The problem is at least partly to do with the choice to use silhouette graphics in the first place – it’s hard to do a silhouette of breastfeeding. But particularly since what they’ve chosen to plaster over the bottle is text regarding reproductive technologies, why not put a microscope in that slot?
I’m sure I’ve seen a breastfeeding Mamma icon drawing in a very similar style to those on the poster. If they’re not already available then they should be designed in a multitude of styles- pronto!

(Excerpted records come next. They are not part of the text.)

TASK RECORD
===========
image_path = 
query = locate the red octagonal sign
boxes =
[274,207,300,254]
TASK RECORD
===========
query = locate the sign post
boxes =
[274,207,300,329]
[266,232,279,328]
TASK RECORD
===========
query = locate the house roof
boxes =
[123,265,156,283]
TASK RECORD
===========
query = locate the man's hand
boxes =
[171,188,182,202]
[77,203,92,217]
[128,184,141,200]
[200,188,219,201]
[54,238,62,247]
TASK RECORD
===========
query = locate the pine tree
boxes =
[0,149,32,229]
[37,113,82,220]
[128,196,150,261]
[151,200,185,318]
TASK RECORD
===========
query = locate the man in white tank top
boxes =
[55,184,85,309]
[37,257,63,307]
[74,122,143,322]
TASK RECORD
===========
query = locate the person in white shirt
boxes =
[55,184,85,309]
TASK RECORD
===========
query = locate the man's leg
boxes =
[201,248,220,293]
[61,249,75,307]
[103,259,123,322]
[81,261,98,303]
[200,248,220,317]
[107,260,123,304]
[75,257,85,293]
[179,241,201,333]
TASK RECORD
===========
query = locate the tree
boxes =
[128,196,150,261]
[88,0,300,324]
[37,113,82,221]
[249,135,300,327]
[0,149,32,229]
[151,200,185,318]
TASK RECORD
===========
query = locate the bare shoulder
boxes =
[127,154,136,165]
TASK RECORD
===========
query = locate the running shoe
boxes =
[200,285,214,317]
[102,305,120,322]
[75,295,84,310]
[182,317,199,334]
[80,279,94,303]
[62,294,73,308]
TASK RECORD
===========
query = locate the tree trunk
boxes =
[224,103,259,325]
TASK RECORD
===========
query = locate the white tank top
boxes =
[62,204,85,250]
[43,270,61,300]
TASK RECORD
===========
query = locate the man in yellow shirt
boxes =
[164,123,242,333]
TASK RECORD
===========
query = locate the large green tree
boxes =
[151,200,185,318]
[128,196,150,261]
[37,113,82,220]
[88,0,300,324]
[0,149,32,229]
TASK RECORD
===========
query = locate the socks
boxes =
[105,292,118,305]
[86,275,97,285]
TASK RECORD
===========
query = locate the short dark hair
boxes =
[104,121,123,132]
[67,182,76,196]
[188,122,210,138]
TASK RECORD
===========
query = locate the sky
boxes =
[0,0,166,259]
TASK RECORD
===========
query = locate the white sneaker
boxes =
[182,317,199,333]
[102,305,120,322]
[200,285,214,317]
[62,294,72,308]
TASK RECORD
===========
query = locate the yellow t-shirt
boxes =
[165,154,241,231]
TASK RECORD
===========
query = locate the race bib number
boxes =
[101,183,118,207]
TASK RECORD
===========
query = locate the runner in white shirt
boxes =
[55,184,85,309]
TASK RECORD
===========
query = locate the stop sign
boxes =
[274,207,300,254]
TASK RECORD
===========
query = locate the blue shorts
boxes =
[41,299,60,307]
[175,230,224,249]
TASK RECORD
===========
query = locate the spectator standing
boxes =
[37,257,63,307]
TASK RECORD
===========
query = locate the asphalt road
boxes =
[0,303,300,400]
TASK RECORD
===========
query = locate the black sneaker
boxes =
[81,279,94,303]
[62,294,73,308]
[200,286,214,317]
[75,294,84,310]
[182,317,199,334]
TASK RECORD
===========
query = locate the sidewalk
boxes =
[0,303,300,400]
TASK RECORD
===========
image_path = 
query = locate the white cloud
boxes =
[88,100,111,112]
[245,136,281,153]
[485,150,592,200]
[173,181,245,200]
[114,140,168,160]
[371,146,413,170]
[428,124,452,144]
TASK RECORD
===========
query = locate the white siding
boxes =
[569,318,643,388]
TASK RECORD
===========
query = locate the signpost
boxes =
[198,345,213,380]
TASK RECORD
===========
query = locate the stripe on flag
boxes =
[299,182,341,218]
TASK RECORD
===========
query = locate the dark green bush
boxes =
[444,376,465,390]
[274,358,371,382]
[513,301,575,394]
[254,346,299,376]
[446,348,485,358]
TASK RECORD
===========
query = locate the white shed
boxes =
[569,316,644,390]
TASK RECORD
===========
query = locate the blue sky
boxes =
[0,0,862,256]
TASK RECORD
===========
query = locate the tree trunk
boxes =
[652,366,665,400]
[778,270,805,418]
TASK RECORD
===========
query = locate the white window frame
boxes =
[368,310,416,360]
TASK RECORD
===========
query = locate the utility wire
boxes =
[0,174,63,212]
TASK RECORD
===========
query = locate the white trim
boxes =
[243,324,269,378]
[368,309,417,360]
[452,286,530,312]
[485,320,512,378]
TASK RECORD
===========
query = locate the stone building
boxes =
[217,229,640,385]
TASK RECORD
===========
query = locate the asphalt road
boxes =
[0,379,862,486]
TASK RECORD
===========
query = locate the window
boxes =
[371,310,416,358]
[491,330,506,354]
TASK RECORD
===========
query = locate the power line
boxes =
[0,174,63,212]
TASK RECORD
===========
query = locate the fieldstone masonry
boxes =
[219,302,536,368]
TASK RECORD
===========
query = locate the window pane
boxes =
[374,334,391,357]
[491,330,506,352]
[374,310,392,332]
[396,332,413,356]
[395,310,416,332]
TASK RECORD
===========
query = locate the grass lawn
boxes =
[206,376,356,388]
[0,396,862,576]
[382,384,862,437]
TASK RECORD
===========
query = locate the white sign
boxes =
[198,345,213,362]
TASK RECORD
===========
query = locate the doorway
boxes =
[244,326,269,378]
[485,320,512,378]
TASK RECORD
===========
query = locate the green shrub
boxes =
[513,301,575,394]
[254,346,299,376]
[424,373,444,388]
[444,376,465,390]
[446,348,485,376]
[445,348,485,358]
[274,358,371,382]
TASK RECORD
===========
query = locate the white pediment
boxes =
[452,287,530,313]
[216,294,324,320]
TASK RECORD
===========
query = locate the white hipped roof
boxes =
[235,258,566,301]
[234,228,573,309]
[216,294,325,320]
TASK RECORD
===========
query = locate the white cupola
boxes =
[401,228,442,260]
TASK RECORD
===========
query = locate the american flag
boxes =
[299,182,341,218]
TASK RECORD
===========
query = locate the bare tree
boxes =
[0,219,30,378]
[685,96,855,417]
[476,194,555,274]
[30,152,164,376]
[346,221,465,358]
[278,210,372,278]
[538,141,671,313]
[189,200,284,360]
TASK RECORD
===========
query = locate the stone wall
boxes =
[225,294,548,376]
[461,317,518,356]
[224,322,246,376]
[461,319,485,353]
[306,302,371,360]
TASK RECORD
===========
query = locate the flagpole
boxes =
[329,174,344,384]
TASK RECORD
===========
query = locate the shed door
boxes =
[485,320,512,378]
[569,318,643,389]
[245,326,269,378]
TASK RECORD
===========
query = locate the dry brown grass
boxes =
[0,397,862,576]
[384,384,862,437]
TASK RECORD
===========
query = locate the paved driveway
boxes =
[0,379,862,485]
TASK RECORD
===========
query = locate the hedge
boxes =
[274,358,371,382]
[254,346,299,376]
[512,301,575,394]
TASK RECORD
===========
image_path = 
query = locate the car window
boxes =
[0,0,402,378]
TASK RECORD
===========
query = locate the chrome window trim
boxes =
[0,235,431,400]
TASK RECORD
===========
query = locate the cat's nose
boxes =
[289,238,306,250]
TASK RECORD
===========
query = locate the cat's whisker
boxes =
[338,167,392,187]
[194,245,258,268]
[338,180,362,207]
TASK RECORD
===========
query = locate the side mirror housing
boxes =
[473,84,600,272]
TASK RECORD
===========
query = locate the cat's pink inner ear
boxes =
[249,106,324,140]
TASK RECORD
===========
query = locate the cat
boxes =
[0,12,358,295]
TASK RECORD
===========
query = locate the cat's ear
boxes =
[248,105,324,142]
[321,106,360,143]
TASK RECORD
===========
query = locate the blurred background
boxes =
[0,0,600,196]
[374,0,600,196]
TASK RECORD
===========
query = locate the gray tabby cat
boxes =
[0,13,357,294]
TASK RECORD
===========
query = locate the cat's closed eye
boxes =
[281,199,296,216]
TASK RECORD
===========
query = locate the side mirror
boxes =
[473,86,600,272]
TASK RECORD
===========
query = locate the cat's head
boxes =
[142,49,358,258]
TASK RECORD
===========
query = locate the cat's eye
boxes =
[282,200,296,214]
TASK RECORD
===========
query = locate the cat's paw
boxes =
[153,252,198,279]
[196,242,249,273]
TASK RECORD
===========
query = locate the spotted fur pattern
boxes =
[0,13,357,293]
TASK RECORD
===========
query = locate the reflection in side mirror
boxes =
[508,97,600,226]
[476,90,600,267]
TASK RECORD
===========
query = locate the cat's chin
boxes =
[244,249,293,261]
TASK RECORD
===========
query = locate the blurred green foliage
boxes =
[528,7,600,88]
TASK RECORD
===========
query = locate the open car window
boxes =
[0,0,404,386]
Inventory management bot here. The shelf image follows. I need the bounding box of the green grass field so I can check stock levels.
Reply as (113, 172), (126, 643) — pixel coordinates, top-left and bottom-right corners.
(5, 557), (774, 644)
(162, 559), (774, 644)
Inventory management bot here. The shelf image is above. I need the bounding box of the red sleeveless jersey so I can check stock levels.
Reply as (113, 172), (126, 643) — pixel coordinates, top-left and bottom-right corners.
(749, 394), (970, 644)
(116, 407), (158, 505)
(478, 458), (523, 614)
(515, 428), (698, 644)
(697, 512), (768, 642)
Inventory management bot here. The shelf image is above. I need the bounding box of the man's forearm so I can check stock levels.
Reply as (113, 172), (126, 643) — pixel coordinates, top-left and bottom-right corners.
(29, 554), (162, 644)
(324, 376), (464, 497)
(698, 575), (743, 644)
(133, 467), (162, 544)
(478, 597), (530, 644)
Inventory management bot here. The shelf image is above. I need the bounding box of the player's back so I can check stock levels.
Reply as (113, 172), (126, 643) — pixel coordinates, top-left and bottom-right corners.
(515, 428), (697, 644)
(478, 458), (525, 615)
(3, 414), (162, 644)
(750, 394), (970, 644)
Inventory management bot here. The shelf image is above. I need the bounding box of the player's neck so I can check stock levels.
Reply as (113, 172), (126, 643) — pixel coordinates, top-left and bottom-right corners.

The bottle is one of those insidious images that permeates our sense of normal. I remember as a clucky pre-Mum I used to swoon at the old fashioned glass bottles they sold at the chemist. Just that was enough to set me off! When it came to actually being a Mum I very quickly realised that when breastfeeding there can be no need for bottles at all. My two kids have both fed till they weaned themselves and I have never bought a bottle. I’m expressing myself clumsily but I guess I’m saying that iconography has so much power- even over a determined future breastfeeder.
Turns out I’ve posted on this recently, in this post. Mothering.com held a competition for an international breastfeeding icon, and here is the winner – a very simple and clear icon. Scroll down for other entries.
@ Lauredhel:
I thought I remembered you doing so, but couldn’t find the post. That certainly is a very simple, clear icon.
Sister Suffragette said: “I’m expressing myself clumsily” which made me laugh since I exclusively pumped for 9 months!